His statements were initially interpreted by media as conceding that the accord signed last week enabled the breakout time to shrink to near zero after the first decade, but clarifications were later issued that said that the president was referring to a scenario without a deal.

Obama sat down with NPR as part of a series of media interviews following the announcement of a political framework agreement with Iran in Lausanne, Switzerland, last week. The agreement was meant to outline the core parameters of a larger, comprehensive nuclear accord, which world powers hope to reach by June 30.

In the same interview, Obama questioned the wisdom of a new condition set forth by Prime Minister Benjamin Netanyahu that would be required for Israel’s acceptance of a comprehensive deal.

Netanyahu wants Iran to “act like a normal country” before being treated like one by the international community.

That includes its recognition of Israel as a UN-member state, he says.
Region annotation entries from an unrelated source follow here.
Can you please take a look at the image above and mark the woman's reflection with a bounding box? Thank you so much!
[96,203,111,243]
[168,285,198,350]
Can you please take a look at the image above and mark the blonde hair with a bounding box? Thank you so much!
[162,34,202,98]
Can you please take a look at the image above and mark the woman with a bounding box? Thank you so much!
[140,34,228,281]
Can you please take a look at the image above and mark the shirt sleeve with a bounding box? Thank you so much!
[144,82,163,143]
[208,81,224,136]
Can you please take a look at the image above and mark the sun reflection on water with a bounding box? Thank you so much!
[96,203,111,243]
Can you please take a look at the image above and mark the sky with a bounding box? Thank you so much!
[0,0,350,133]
“The notion that we would condition Iran not getting nuclear weapons in a verifiable deal on Iran recognizing Israel is really akin to saying that we won’t sign a deal unless the nature of the Iranian regime completely transforms,” Obama told NPR.

“That is, I think, a fundamental misjudgment,” he said.

The president’s statement was interpreted by Zionist Union officials as an attack by the president on their leader, Isaac Herzog. They noted that throughout the campaign, Herzog said he would insist on such recognition.

In a February 16 speech to the Institute for National Security Studies, Herzog said he would demand that in any agreement Iran would recognize Israel as a member of the United Nations and make it clear that Iran accepts Israel as part of the family of nations.

Herzog said in the speech that he was surprised that Netanyahu had never issued such a demand from the P5+1 countries negotiating with Iran. After Netanyahu raised the issue for the first time Friday, Ha’aretz editor Aluf Benn wrote that it was a sign that a unity government of the Likud and Zionist Union could be on the way.

“It is a legitimate request that Iran recognize our country and Herzog was right to demand it,” said MK Hilik Bar, Labor’s secretary-general and a speaker at last month’s J-Street conference.

Herzog’s spokesman declined to comment.